Google Docs is a free office productivity web application that lets users create and edit text, spreadsheets and presentation slides documents. It works in a web browser and is compatible with major operating systems and platforms, including Windows, Mac, Linux, Chrome OS, Android, iOS and more. For mobile devices, there are dedicated apps that provide a better user experience.

Today “Docs” truly designates the word processing part of the original Google Docs. The spreadsheets are now called “Sheets” and the slides, well… “Slides”. Google also has a Google Drawings web app, which is not really part of what people call Google Docs, although it lives under the same sub-domain (it’s often attached to Google Drive, which is also loosely connected to Google Docs).

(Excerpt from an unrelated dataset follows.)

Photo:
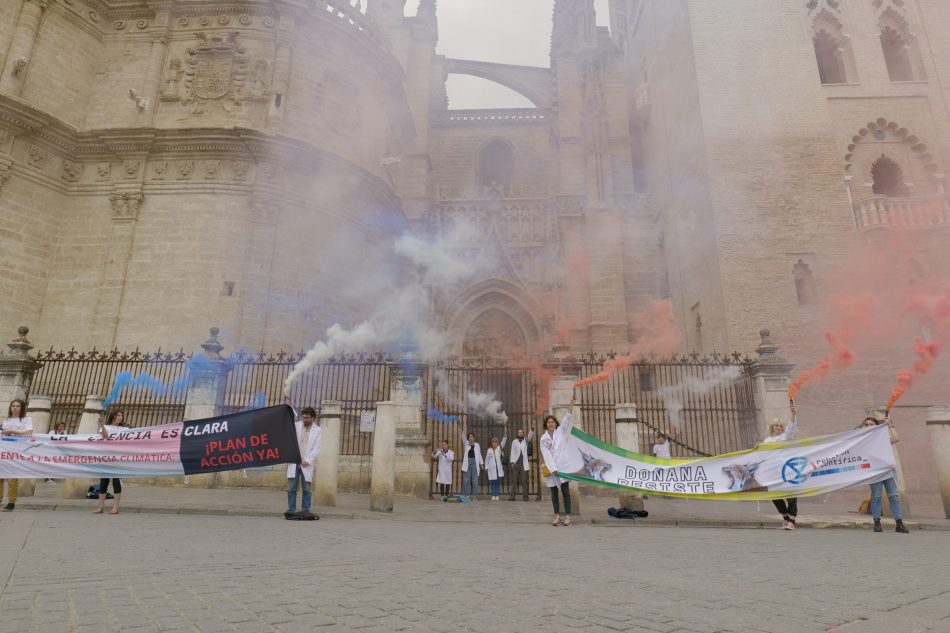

Google Docs is free and lends itself very well to collaborative work because it handles having multiple users edit and comment the same document simultaneously. This historically provided it with a definitive edge on other free alternatives, although Office Online made some strides since, Google Docs is rightfully considered by most as being simple and “good enough” to get the job done.

Google Docs also keeps a near-realtime history of all changes that were made, so it is very unlikely that you will lose all your work due to a user error, or even critical computer event. The documents are stored on Google’s cloud infrastructure, which keeps multiple version of every file on several servers located in different regions.

It is possible to publish work as web pages, and of course, the documents can be exported to (and imported from) a variety of formats.